Begitu pula hukumnya seseorang yang bercumbu hingga mengeluarkan mani. Yang dimaksud adalah mubasyarah, yaitu dengan bersentuhan seperti ciuman tanpa ada pembatas, atau bisa pula dengan mengeluarkan mani lewat tangan (onani). Muhammad al Husni rahimahulah memaparkan dalam Kifayatul Akhyar jika keluar mani tanpa bersentuhan seperti keluarnya karena mimpi basah atau karena imajinasi lewat pikiran, maka tidak membatalkan puasa.
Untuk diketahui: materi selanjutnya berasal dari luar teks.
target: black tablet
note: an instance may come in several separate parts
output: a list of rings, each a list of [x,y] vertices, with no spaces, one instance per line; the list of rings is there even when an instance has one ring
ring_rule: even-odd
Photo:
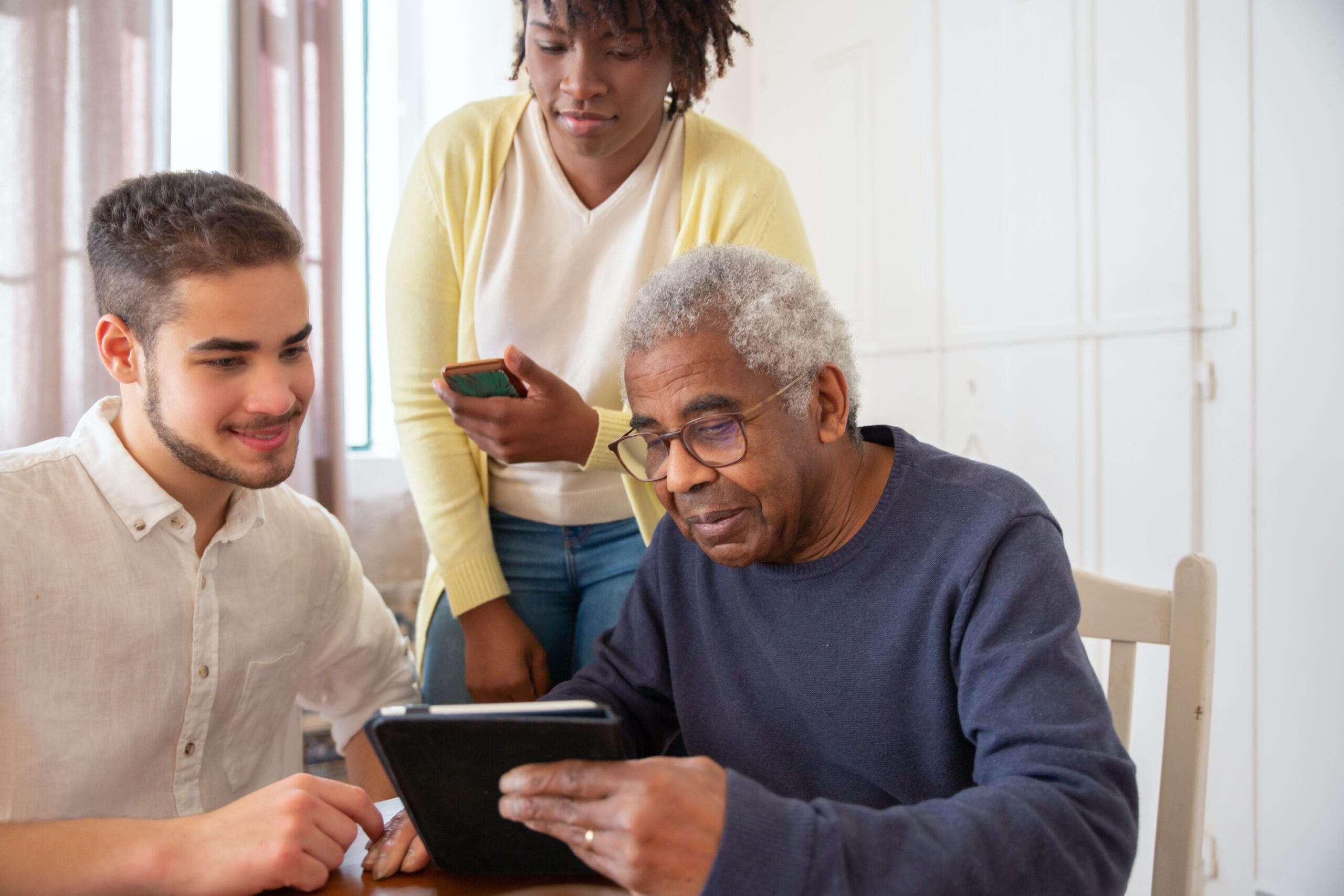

Dan yang terkahir adalah murtad. Jumhur Ulama sepakat jika keluarnya seseorang dari Islam membatalkan puasa bahkan menghapus seluruh amalan dan mengahalangi diterimanya setiap amal. Allah berfirman dalam QS At-Taubah ayat 54:
وَمَا مَنَعَهُمْ أَن تُقْبَلَ مِنْهُمْ نَفَقَاتُهُمْ إِلاَّ أَنَّهُمْ كَفَرُواْ بِالله وَبِرَسُولِهِ
“Dan tidak ada yang menghalangi mereka untuk diterima dari mereka nafkah-nafkahnya melainkan karena mereka kafir kepada Allah dan Rasul-Nya.”
Demikian tulisan singkat kami tentang hal-hal yang membatalkan puasa. Seyogyanya ktia menghindarinya demi kesempurnaan ibadah kita di Bulan Suci nan berkah ini. Semoga bermanfaat. Wallahu a’lam. (Sumber: Tebuireng Online)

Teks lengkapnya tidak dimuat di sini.